Sickle cell disease is a genetic blood disorder where red blood cells form in sickled, or crescent, shapes that don’t carry enough oxygen throughout the body. Cells can stick together and block blood vessels, causing severe pain. It is a chronic disease that can be fatal.
Our project team’s overall goal is to make a model explaining the differences in severity between sickle cell patients—which varies greatly—and ultimately help improve health outcomes and resources. This summer I’m in Africa doing fieldwork for my master’s thesis. I’m interviewing sickle cell patients and families in Cape Town, South Africa and Yaoundé, Cameroon to understand the differences in social support, treatment resources and general burden of disease on health outcomes.
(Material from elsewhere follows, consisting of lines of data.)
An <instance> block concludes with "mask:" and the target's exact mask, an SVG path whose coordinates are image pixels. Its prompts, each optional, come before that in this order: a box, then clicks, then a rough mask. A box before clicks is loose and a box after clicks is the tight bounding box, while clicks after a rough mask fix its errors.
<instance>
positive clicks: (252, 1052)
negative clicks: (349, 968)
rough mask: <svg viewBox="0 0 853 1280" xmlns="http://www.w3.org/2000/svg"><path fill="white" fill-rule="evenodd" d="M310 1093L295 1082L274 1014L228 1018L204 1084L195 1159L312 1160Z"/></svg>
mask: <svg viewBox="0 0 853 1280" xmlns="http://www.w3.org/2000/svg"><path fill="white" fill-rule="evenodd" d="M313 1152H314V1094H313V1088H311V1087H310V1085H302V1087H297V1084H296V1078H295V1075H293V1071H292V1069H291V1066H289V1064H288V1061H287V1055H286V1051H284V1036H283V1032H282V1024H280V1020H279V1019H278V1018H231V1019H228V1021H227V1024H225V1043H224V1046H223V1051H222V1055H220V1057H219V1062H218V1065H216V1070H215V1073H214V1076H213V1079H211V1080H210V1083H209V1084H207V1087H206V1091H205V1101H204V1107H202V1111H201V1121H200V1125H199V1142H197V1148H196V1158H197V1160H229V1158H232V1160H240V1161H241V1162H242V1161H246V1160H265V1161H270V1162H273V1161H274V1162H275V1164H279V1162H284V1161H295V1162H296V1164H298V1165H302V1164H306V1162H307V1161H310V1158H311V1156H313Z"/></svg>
My thesis work is a smaller part of our Bass Connections team’s larger model. I like being part of a team and knowing my work will not only stand on its own but also contribute to a bigger goal. I also really enjoy being able to meet students and faculty from other programs on campus, outside of the Global Health Institute. We have international collaborators from South Africa, Cameroon and Jamaica who Skype into our team meetings as well; I even had the opportunity to work with some of them this summer.
Through our team I’ve also learned about different classes on campus that were of interest to me and related to the project. Last semester I took Health in the African Diaspora with the other students on the project and next semester I will be a teaching assistant for Race, Genomics and Society.
Bass Connections is a great way to work toward the same goals with people in different disciplines from all over the world. It’s a wonderful opportunity and I’ve already learned so much from the collaborations and experiences made possible by this project.